Despite respective hierarchical organization of laminar patterns, much work still focusses on a specific hierarchical level and many people on layer-specific functions. Our proposed approach could also support related research, but additional efforts will be necessary. In particular, the targeted hierarchical level has to be automatically detected for the different locations addressed in the individual studies. In the current work, the 8th level of the clustering hierarchy was chosen for all samples to demonstrate feasibility of our algorithm because of its high similarity with the well-known and wide spread Brodmann layer discrimination scheme.

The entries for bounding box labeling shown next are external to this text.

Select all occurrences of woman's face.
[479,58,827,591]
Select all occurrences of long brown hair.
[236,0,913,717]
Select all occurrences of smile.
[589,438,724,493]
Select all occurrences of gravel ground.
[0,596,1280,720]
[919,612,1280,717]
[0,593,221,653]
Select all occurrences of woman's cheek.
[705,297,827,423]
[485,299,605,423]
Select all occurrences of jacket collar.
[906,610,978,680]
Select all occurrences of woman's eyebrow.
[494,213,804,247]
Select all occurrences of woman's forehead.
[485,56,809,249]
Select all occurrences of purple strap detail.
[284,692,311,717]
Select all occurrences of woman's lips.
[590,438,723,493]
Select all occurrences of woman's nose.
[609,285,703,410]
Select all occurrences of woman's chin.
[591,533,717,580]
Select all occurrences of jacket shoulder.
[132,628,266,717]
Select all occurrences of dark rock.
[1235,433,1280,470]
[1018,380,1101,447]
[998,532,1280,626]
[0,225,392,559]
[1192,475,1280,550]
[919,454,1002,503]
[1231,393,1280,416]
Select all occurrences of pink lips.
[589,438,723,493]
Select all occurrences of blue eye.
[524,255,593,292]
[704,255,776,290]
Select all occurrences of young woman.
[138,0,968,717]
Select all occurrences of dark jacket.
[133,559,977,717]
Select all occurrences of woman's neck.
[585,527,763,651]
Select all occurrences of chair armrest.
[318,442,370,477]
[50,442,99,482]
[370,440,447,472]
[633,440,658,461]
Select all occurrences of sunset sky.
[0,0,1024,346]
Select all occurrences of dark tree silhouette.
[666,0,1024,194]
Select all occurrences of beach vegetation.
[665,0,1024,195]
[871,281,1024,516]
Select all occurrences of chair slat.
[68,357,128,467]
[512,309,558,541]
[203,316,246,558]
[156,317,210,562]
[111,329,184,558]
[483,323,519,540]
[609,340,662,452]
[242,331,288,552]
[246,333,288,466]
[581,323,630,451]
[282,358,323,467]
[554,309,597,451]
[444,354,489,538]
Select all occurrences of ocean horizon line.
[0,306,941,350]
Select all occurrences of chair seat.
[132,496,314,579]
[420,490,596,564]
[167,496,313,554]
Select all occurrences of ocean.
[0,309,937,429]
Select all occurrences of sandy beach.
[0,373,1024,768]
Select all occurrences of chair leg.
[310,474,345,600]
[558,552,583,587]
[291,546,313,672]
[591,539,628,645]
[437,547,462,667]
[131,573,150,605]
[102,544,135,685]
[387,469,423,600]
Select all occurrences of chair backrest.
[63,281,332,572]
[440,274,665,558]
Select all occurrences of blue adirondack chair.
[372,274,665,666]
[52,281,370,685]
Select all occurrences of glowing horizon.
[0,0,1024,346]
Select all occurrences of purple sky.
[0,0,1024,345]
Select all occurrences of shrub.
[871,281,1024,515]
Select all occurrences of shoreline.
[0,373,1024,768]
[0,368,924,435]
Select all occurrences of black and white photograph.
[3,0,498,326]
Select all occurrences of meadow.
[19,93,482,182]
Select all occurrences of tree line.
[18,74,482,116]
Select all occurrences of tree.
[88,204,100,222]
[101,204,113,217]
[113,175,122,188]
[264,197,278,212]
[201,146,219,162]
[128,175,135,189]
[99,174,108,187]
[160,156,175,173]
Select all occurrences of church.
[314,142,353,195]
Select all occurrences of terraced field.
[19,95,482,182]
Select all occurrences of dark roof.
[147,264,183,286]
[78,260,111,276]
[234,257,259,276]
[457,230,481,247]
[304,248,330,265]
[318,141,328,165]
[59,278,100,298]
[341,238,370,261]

Yet, this does not necessarily mean that for individual areas there potentially existed no slightly deviating hierarchy levels that more closely resembled the Brodmann scheme. To auto-detect them, we would have had to define more specifically the properties and features of the Brodmann areas, which means, our expectation regarding the desired hierarchy level, which was beyond the scope of the presented work. This, in turn, leads to the interesting question which combination of the approached (neuro-biologically inspired) features would eventually best suited for this specific task. And similarly to our application, one has to define unique properties of the desired hierarchical level in sufficient and testable detail for other target applications and research questions before being able to adapt our approach to it.

Continuing with additional future directions in terms of applications, the proposed approach could also be extended to discriminate the considered cortical areas themselves. Our data demonstrated that the obtained discrimination results partly reflected properties of areas types (see again Fig. 8). In turn, cortex parcellation could also be based on the laminar discrimination results. Yet, comprehensive parcellation requires datasets that cover the entire area of interest, and in the given context the whole animal brains, which were not available for the current study.

Finally, we would like to note that considered meaningful features in the current study referred to cytoarchitecture architecture. In turn, one can expect to automatically identify a myelin-based laminar structure if using myeloarchitecture-related features for layer discrimination. The main research focus of our group will, however, be to study functional laminar structure by using functional data.

Conclusions

Combining unsupervised and supervised machine learning allows discriminating (and finally analysing) the hierarchical laminar cortical organization in 2-photon image data without the need of manual labelling. Unsupervised clustering offers the opportunity to identify the hierarchical laminar organization of image data obtained at the different cortical locations. Regarding respective features for layer discrimination, it turned out that neuron density alone was already sufficient to achieve biologically plausible results during unsupervised clustering, whereas supervised learning for cross-location label transferring requires consideration of additional features. The computed discrimination results agree well with the classical Brodmann scheme of cortical layers and reflect the layer similarity of data acquired at locations of the same type of cortical area. At the same time, they also provide additional, new information on the laminar structure of cortical areas, for instance, by providing insight into the hierarchical structure revealed by the clustering analysis.